Thursday, April 10, 2008

Think Globally: can YOU still the invisible machete?

For over a generation, the cool kids like myself have had a very good and general bumper sticker that, if heeded would do us more good than cattle cars full of preachers preaching:
Think Globally, Act Locally

But what would a global thought look like? Aren't the US Department of Defense, multinational corporations and the IMF among the very few bodies that are forced by the scale of their responsibilities and ambitions to think on a world scale? How about the UN? Maybe, but what is the point of thinking up solutions according to fatally underfunded mandates? Other examples exist but they are token forces in the real world. World Wildlife Fund or Green Peace come to mind. So the big budget operations that actually pay staff to gather data and hire suitably trained experts to think on an intercontinental scale are doing this scale of thinking but they do it for the small old reasons that politics has never outgrown: short term welfare of the leaders. In the case of democracies and consumer based commercial operations, the leaders do try to act according to the wishes [not necessarily the needs] of their voters or customers, as a matter of institutional self preservation. Species self preservation or environment preservation are virtually always third order considerations.
There probably are a lot of smart people, particularly in universities and especially in studies related to agriculture who do think long term and world scale...but they are not plugged into the power steering organizations I have named. They could devise programs or policies that might avert the headlong rush of the world's economy over the threshold of unrecoverable resource depletion. But these policies would be political suicide in a world where progress has been largely defined to the masses by the advertisers for hand bags, hamburgers, erectile dysfunction cures and cars. Among leaders who actually have useful political stature, only Al Gore has had the nerve and freedom to speak of such policies as pressing needs and requiring prompt and world wide adoption.

Walden Bello writes in the Asia Times that the barely visible iceberg of climate change has now bobbed within sight of the titanic of global capitalism.
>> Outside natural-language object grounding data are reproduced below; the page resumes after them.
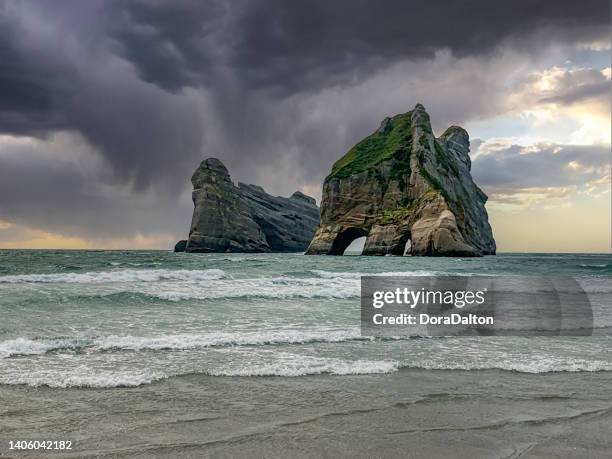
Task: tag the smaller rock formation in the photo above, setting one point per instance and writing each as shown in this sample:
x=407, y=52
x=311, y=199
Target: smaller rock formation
x=244, y=218
x=180, y=246
x=403, y=184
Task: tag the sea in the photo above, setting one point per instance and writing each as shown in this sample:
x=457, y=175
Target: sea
x=85, y=332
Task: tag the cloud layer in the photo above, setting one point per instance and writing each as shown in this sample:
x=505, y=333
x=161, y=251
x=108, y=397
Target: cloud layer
x=107, y=107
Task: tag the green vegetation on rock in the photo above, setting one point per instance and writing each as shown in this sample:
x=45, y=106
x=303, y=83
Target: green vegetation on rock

Not a quick read but much easier to follow than Brad DeLong and less US-Centric than Krugman, I urge you to read it if you want to be able to say a global thought has at least passed through your head. I like his essay and I am strongly with him in his conclusions...
The goal must be the adoption of a low-consumption, low-growth, high-equity development model that results in an improvement in people's welfare, a better quality of life for all, and greater democratic control of production.
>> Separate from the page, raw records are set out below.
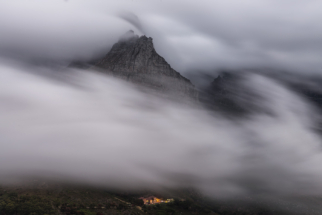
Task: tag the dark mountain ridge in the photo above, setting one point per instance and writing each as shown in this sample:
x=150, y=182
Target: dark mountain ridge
x=134, y=59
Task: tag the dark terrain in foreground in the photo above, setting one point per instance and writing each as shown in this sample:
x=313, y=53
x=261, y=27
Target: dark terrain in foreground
x=64, y=200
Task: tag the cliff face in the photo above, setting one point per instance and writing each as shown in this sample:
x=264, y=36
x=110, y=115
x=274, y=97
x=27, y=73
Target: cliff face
x=135, y=59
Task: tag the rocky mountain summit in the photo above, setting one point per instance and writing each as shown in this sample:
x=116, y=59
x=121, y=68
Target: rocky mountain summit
x=134, y=58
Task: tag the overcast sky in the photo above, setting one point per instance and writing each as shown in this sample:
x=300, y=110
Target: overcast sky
x=190, y=34
x=86, y=127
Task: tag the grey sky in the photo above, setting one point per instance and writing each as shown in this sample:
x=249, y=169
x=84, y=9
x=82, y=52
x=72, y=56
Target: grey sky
x=190, y=34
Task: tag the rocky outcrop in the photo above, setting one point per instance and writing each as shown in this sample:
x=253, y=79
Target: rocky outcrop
x=134, y=58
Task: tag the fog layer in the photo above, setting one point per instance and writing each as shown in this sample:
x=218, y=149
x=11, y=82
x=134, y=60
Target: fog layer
x=85, y=127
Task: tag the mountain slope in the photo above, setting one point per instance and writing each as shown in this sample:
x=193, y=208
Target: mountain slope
x=134, y=58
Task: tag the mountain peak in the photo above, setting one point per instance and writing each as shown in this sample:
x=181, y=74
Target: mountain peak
x=129, y=35
x=135, y=59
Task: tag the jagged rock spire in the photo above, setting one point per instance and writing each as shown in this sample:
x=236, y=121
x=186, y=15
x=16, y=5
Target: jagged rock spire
x=135, y=59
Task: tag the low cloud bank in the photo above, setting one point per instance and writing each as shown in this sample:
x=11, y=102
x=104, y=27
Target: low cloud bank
x=84, y=127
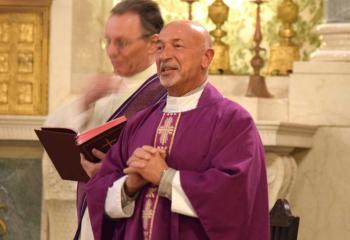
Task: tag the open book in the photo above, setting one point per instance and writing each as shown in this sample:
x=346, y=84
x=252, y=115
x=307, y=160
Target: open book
x=64, y=145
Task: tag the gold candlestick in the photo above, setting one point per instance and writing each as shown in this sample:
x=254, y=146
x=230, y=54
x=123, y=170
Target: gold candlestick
x=257, y=86
x=190, y=2
x=218, y=13
x=286, y=52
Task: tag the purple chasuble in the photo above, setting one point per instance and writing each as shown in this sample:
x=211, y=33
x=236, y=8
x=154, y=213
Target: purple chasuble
x=219, y=154
x=149, y=93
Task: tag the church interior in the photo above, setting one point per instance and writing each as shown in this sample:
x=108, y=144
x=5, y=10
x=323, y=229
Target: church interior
x=286, y=61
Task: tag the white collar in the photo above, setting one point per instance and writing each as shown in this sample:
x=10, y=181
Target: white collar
x=184, y=103
x=142, y=76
Invented as "the invisible hand", capitalism was presumed to some how produce a general benefit from the collective effect of all the little players optimizing their own ROI. I say it is an invisible machete. I will restate the problem I see with that model: Economics was a kind of big lie. It has long claimed to be a positive sum game. I say it just takes a long time for the zero-sum nature of the complete picture to emerge. Or to use thermodynamic parlance, it pretended it was a closed system but actually balanced its conservation laws by the "free" input from nature. Capitalism can be democratic but then what is more democratic than the tragedy of the commons? Until Bush and Bernanke broke it, the main stated goal of the world banking system was to control [not "prevent"...that would seize up the machinery] inflation. Why was that? Because the ironclad certainty and inescapable bias of the invisible machete is inflation. A "well run" capitalist system has constant mild inflation, just look at the CPI for the last 50 years. It is the same in most developed nations. To navigate in such prevailing winds you build your ship with the rudder offset to one side and it works well enough till some idiots run you into the rocks. One of the "commons" we were supposed to most dread ruining was the value of our money.
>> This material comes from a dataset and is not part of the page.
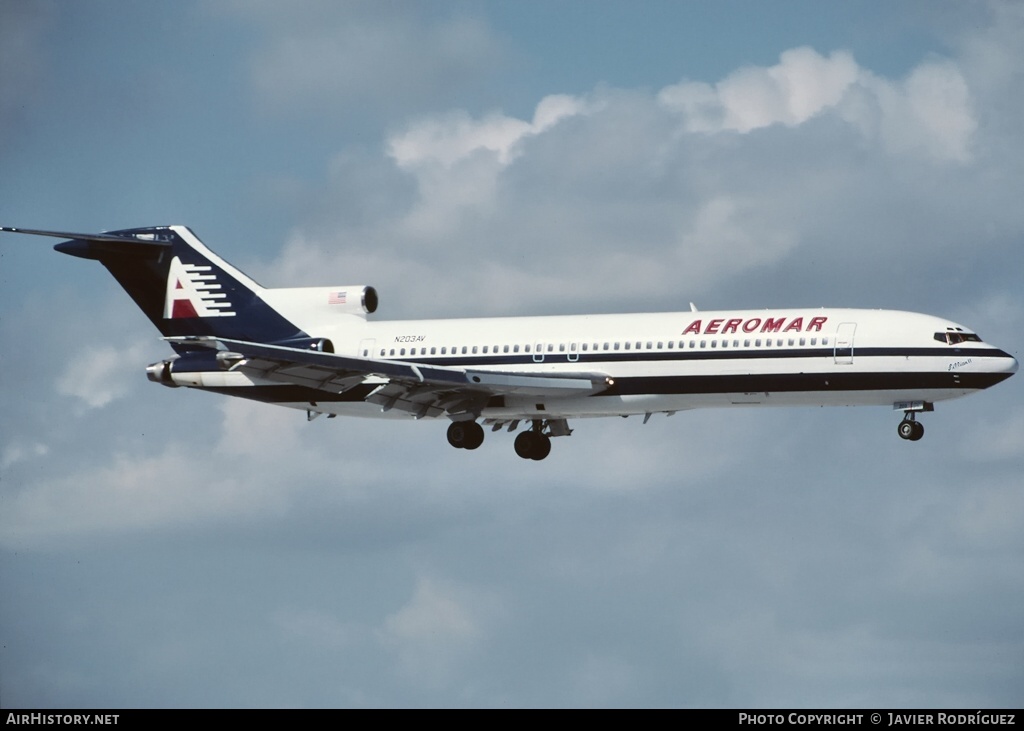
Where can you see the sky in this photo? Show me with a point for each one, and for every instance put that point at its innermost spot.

But enough of abstractions and metaphors. Bello only supplies the first phrase of the bumper sticker. What about acting locally? The reluctance of "northern elites" Bello describes is one thing individual American voters can personally tackle. I mentioned that espousing low-growth politics is political suicide but that is just the conventional wisdom: politicians have been punished in the past for urging us to consume less so they expect that is always a bad position to take. It is up to us voters to change that.
Why does the honesty that comes so easy in a family situation not suit politics? Suppose the family breadwinner lost his or her job. A grown up, in this situation would promptly tell the family: "we are going to have to cut back on expenses". If a politician goes around telling us, "Take the bus, get rid of one of your cars, turn the thermostat down again..." would we vote for them? Remember Jimmy Carter? I built a house inspired by Carter's "the less you use, the stronger we'll be" leadership and nearly 30 years later, I still don't care what heating oil costs.

There is a bootstrapping problem at the moment because pollsters are not even asking the questions: would Americans seriously curtail consumption? Trust me on this: it is only going to be worse if the answer is thrust on you by decaying economics than if you write to and vote for leaders who can reformulate the country's economic goals properly. [Hey Al, you want the VP slot?]

My own global thought has been that capitalism never did a remotely honest job of putting the replacement costs of the natural resources its exploits on its books. Well, nature, that patient waiter has tired of bringing us cheap food and will not wait for us to ask for the check. The bill is here. My own local actions include writing this post as a suggestion for the rest of you.